A cassette tape stores sound using a magnetic recording method. Here's a simplified explanation of how it works:
Inside a cassette tape, there is a long strip of plastic film coated with a magnetic material, typically iron oxide. The tape is wound between two spools, and when you play it, it passes over a magnetic playback head.
When sound is recorded onto the tape, an electrical signal from a microphone or another audio source is sent through a recording device. The device converts the electrical signal into a varying magnetic field, which is then applied to the tape as it passes over the recording head. The magnetic field magnetizes the particles on the tape's surface, aligning them in specific patterns that represent the sound waves.
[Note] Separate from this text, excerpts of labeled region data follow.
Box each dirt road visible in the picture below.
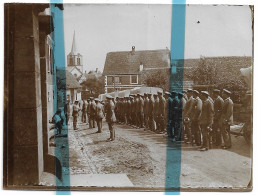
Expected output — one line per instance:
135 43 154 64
49 122 251 189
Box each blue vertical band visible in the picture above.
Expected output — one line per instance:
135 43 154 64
50 0 70 195
165 0 186 195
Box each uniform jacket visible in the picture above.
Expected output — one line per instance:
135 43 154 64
82 101 88 113
184 96 194 118
153 97 159 116
105 101 116 123
72 104 79 117
144 97 149 115
147 97 154 116
95 103 104 119
191 97 202 121
169 98 178 118
138 97 144 113
87 102 91 115
214 96 224 121
199 99 214 126
157 96 166 116
221 97 234 124
90 102 96 116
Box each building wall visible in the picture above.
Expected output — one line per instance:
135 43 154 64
5 4 49 186
105 75 142 93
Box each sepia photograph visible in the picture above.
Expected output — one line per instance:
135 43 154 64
2 3 254 192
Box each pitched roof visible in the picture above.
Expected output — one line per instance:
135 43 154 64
57 70 81 89
70 30 77 55
103 49 170 75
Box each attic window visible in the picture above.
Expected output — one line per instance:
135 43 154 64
139 63 144 72
130 75 138 84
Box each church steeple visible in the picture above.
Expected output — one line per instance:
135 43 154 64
71 30 77 55
67 30 83 73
The volume or loudness of a sound is determined by the strength of the electrical signal. When a sound is loud, the electrical signal will be stronger, resulting in a more intense magnetic field during the recording process. This higher intensity magnetizes the particles on the tape more strongly, creating a larger magnetic variation.
Conversely, when a sound is quiet, the electrical signal will be weaker, leading to a less intense magnetic field during recording. This weaker magnetization results in a smaller magnetic variation on the tape.
During playback, the tape passes over the magnetic playback head, which detects the changes in the magnetic field. As the magnetic particles on the tape move past the head, they induce a varying electrical current in the head's coil. This electrical signal is then amplified and sent to the speakers, reproducing the original sound.
To summarize, the cassette tape stores sound by magnetizing particles on its surface in patterns that represent the audio signal's waveform. The variation in magnetic strength corresponds to the volume or loudness of the sound, with stronger signals representing louder sounds and weaker signals representing quieter sounds.